MARGUERITE DURAS EN EL ESCENARIO DE SU ORIENTE ANESTESIADO.

Amantes y divorcios

India Song - La música
Marguerite Duras
El cuenco de Plata
201 páginas

Por Alicia Plante

India Song, primera parte del volumen, es a la vez texto, pieza de teatro y guión cinematográfico del film que la autora dirigió en persona en 1974. Sus comentarios –indicaciones tanto para una eventual puesta en escena como para el lector– no están destinados a echar luz sobre los detalles de una historia simple e infinita (como siempre lo son las historias de amor y muerte), en la cual mucho queda librado a la contribución que gozosa hará nuestra sensibilidad al profundo torrente de belleza. Duras no nos entrega datos, información: nos anega en climas hipnóticos ajenos al tiempo, nos excita con roces incompletos, casi imaginarios de seres imposibilitados para la vida corriente. Una sensualidad alienada nos va envolviendo con su pathos, con la ingravidez de las pasiones, nos habita el destino de estos seres mientras retrocede el olvido porque la muerte no alcanzó a destruir realmente nada. Por momentos nos inquieta pensar que no comprendemos; sin embargo, desde otro lugar, hemos comprendido bien lo que era indeclinable comprender: lo que buscan, lo que no tendrán, la vibración intensa y fulgurante del deseo y el aleteo desde los bordes, donde hablan “las voces”: mujeres, hombres, oficiantes de un coro griego que aquí no opera como conciencia moral sino como testimonio reconstituyente de una historia que no está terminada porque el amor nunca termina, porque igual que el personaje de la mendiga, “eterna como la inocencia y la desgracia del mundo”, no puede morir. Ellas, con su “suavidad perniciosa”, “teñidas de locura”, son un ojo que ve y sabe cosas que ni los personajes ni nosotros vemos o sabemos, y aceptan la muerte, pero la disponen como corolario, no como interrupción.

India Song nos entrega a Anne-Marie Stretter, née Guardi, nacida en Venecia y casada a los 17 años con un ignoto administrador colonial francés a quien Stretter se la arrebató en Laos casi 20 años atrás.
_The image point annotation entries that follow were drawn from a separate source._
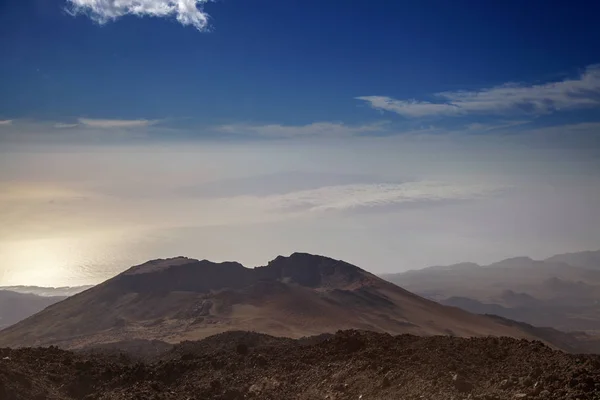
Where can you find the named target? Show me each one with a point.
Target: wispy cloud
(114, 123)
(478, 126)
(569, 94)
(371, 196)
(62, 125)
(187, 12)
(317, 129)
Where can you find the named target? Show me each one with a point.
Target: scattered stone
(461, 384)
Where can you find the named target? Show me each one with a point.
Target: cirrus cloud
(187, 12)
(115, 123)
(375, 196)
(569, 94)
(317, 129)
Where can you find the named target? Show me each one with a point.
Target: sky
(392, 134)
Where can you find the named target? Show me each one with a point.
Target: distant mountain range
(17, 306)
(184, 299)
(562, 291)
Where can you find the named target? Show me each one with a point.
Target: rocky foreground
(347, 365)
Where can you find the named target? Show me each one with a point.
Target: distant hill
(64, 291)
(184, 299)
(562, 291)
(15, 307)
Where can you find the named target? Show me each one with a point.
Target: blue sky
(296, 63)
(391, 134)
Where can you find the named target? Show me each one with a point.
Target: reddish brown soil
(348, 365)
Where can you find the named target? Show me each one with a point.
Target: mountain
(562, 291)
(300, 295)
(584, 259)
(15, 307)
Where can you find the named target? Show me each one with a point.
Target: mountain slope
(552, 292)
(184, 299)
(17, 306)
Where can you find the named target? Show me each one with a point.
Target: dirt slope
(562, 291)
(349, 365)
(301, 295)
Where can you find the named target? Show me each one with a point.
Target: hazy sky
(391, 135)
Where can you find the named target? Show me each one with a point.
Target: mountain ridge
(185, 299)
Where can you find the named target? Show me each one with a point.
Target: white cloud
(318, 129)
(187, 12)
(115, 123)
(569, 94)
(61, 125)
(355, 196)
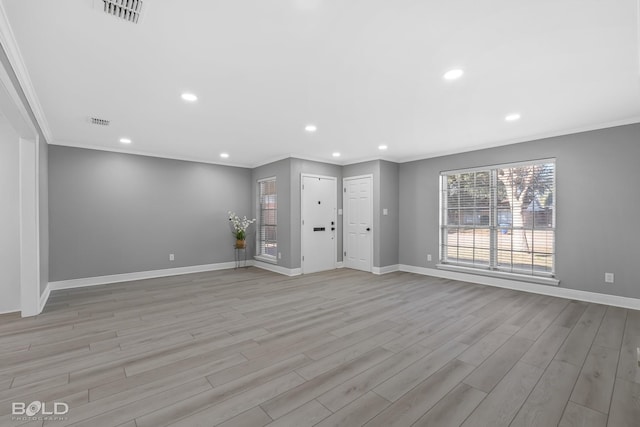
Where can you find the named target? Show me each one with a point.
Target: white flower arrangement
(240, 225)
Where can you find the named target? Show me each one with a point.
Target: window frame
(260, 255)
(493, 267)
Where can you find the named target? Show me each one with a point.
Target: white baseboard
(554, 291)
(126, 277)
(386, 269)
(44, 298)
(278, 269)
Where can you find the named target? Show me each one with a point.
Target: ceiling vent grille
(99, 122)
(129, 10)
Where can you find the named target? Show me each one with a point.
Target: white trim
(267, 259)
(386, 269)
(370, 177)
(29, 225)
(278, 269)
(529, 138)
(140, 275)
(483, 168)
(44, 297)
(594, 297)
(12, 107)
(8, 40)
(550, 281)
(335, 215)
(134, 152)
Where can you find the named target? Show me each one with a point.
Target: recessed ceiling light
(189, 97)
(454, 74)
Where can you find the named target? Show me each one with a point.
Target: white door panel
(358, 221)
(319, 200)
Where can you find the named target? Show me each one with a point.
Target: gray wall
(597, 205)
(385, 195)
(113, 213)
(9, 219)
(389, 224)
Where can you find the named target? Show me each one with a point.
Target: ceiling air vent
(99, 122)
(129, 10)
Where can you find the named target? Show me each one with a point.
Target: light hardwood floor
(344, 348)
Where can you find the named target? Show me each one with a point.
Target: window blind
(267, 218)
(500, 218)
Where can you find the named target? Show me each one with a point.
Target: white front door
(319, 200)
(358, 220)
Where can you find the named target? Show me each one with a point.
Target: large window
(500, 218)
(267, 219)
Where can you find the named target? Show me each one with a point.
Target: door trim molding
(344, 215)
(335, 215)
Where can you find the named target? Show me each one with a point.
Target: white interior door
(319, 200)
(358, 220)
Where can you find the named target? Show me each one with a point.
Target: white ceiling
(365, 72)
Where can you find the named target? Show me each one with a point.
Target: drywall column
(29, 229)
(9, 219)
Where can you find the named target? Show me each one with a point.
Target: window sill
(501, 274)
(268, 259)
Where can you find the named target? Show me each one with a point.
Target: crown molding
(527, 138)
(8, 41)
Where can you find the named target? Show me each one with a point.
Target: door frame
(335, 217)
(344, 215)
Stretter recorrió con ella toda Asia como diplomático y hoy –los años ‘30–, embajador francés en la India de la lepra y el hambre, en un ambiente de opulenta decadencia, la descuida. Ella, marcada para el amor, es el eje de todas las pasiones que aquí se combinan fatalmente como las lentas notas de una partitura. Y Duras, desde bambalinas, entreteje sus hebras necesarias: a partir de la recepción en casa del embajador francés, trabajada también como una composición musical, “hace ascender como una marea el discernimiento irremediable de las cosas...”

La música es también texto, teatro, cine (bajo dirección conjunta de Duras y Paul Seban en 1966). Un divorcio, un único, último reencuentro sin testigos..., y todo, el dolor, la confusión, la cólera, los celos, la culpa..., todo fue y sigue siendo posible en torno de un malentendido incrustado en la médula del vínculo entristecido: “... hubieses debido ir a buscarme...”, “tuve miedo de molestarte...” No acaba nunca el eco de las palabras que no se dicen a tiempo, de los gestos que no se hacen, el vacío penoso que deja lo que no se buscó; he aquí el poder de nuestra parte blanda, oscura, mezquina, la que elige no correr riesgos y se desampara por quedar a salvo de la humillación, la que prefiere, finalmente, preservar el amor propio a costa del ajeno... Duras como demiurgo una vez más se va y nos deja clavadas las uñas de una pregunta sin respuesta.